1.  Canek is *very* helpful on systemd issues.

2.  If you have /usr on the same filesystem as /, then switching to
systemd is really not hard

A.  Set some kernel options (see the gentoo wiki).

B.  Set some use flags.
i.  At least -consolekit and systemd
ii. This might be automatic if you use a systemd subprofile
For example I use default/linux/amd64/13.0/desktop/gnome/systemd

C.  Do a world update.

Once I merged / and /usr and did the above, systemd more or less worked
right away.  I did tweak it some later, but was able to read/send mail
and use gnucash for my checking account on day 1.  Note that I picked a
conversion day when I knew canek would be available.

If /usr is split from /, I believe Canek can guide you through.
However, I have no experience with that (initramfs) so can't give a
testimonial.

In any event the wiki https://wiki.gentoo.org/wiki/Systemd is helpful.
For one thing it would have pointed out the need to tell the kernel
to use systemd as init (the wiki has both grub and grub invocations).

Good luck!
allan



Re: [gentoo-user] can not mount USB stick as user

2014-02-05 Thread Neil Bothwick
On Wed, 5 Feb 2014 14:31:58 -0700, Joseph wrote:

 I have to create new boot strap CD (as the one I have have old kernel)
 and get to they system first to change grub.conf.

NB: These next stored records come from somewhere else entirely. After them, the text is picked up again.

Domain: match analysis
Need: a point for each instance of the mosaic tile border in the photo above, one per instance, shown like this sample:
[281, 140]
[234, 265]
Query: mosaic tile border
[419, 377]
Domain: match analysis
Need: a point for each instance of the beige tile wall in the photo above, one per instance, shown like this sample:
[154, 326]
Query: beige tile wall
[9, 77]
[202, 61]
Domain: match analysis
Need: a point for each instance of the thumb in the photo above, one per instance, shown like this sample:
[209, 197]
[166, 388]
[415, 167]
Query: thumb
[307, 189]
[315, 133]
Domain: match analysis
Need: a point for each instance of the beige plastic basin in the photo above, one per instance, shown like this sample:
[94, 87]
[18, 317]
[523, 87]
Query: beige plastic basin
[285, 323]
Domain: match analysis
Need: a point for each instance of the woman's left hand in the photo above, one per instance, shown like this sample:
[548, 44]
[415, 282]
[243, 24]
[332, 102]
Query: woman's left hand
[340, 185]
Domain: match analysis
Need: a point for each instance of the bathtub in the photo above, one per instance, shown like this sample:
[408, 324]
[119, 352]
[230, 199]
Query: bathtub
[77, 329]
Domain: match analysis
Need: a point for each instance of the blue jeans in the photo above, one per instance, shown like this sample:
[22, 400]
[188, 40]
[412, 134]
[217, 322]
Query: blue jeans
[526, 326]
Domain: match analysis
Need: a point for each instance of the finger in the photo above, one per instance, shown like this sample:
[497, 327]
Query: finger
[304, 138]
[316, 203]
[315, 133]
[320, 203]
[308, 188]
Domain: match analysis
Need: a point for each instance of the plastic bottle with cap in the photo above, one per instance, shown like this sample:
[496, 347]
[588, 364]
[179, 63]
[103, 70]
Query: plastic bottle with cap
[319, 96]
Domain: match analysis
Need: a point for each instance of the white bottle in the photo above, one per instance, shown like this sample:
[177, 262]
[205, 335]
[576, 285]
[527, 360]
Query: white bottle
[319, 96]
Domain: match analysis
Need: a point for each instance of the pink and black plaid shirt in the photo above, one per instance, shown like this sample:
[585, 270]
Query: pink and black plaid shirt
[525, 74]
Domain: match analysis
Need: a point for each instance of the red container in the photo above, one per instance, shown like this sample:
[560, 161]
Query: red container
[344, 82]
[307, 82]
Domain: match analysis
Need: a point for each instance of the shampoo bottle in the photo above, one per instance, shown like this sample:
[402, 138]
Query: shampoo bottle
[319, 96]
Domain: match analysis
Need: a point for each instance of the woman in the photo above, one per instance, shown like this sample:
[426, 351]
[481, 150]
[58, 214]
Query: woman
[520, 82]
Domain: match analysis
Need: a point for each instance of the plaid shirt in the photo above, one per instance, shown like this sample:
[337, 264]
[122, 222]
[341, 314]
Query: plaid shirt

You don't need to change grub.conf to reboot with different options, just
press e and edit the options in place.


-- 
Neil Bothwick

An expert is nothing more than an ordinary person away from home.


signature.asc
Description: PGP signature


Re: [gentoo-user] can not mount USB stick as user

2014-02-05 Thread Joseph

On 02/06/14 00:06, Neil Bothwick wrote:

On Wed, 5 Feb 2014 14:31:58 -0700, Joseph wrote:


I have to create new boot strap CD (as the one I have have old kernel)
and get to they system first to change grub.conf.


You don't need to change grub.conf to reboot with different options, just
press e and edit the options in place.


--
Neil Bothwick

An expert is nothing more than an ordinary person away from home.


When I try to boot I'm getting an error:

VFS: Can not open device hda3 or unknown block (0,0): error -6
Please append correct root= boot option: here the available options:
Kerel panic - not syncing: VFS: Unable to mount root fs on unknown-block(O,0) 


--
Joseph



Re: [gentoo-user] can not mount USB stick as user

2014-02-05 Thread Joseph

On 02/05/14 17:32, Joseph wrote:

On 02/06/14 00:06, Neil Bothwick wrote:

On Wed, 5 Feb 2014 14:31:58 -0700, Joseph wrote:


I have to create new boot strap CD (as the one I have have old kernel)
and get to they system first to change grub.conf.


You don't need to change grub.conf to reboot with different options, just
press e and edit the options in place.


--
Neil Bothwick

An expert is nothing more than an ordinary person away from home.


When I try to boot I'm getting an error:

VFS: Can not open device hda3 or unknown block (0,0): error -6
Please append correct root= boot option: here the available options:
Kerel panic - not syncing: VFS: Unable to mount root fs on unknown-block(O,0)


Im my kernel-3.10.17 under File System I have enabled:
- Second extended fs support
- Ext3 journalling file system support
- Ext3 extended attributes 

So I don't understand the error message. 
What else should I check in the kernel?